Abstract: Considered by Muslims to be the acme of literary excellence, the Qur'ān exhibits an uncanny predilection not only for its descriptions of food but more importantly for its portrayal of eating and drinking as a signifier for and means of establishing both worldly and eschatological success and happiness. It is partly upon this standard that food and foodways have been a significant topic of interest in both Islamic juridical and literary production, including poetical compositions in which food and the art of eating and drinking have become important motifs.
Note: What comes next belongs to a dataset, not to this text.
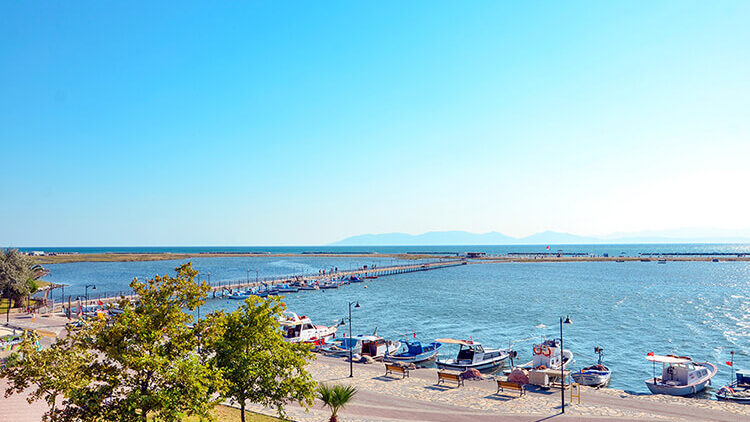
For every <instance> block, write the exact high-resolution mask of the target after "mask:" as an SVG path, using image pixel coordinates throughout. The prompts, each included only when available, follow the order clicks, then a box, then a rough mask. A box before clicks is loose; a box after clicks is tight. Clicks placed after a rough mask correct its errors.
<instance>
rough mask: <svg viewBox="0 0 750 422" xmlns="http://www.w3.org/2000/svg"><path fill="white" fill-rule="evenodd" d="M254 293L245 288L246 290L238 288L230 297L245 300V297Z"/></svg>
mask: <svg viewBox="0 0 750 422" xmlns="http://www.w3.org/2000/svg"><path fill="white" fill-rule="evenodd" d="M252 295H253V293H252V291H250V290H245V291H242V290H238V291H236V292H234V293H232V294H231V295H229V299H232V300H245V299H247V298H249V297H250V296H252Z"/></svg>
To further explore this broad significance of food in Arab-Islamic culture and bring it into conversation with Arab literary modernism, this paper begins by exploring the Qur'ānic and Islamic juridical discourses surrounding food before turning to notable depictions of food in two poems by the poets Ḥāfiẓ Ibrāhīm (d. 1932) and Maʻrūf al-Ruṣāfī (d. 1945). The close reading of their works shows how pre-existing Arab-Islamic traditions about food intersect with modernity as well as how the category of food is constructed as a symbolic space for articulating human necessity and behavioral eccentricity. In the process of this discussion, this article brings into conversation discussions on food and foodways derived from diverse scholars such as Michel Foucault (d. 1984), Wahba al-Zuḥaylī (d. 2015), and Gillian Feeley-Harnik (b. 1940), among others.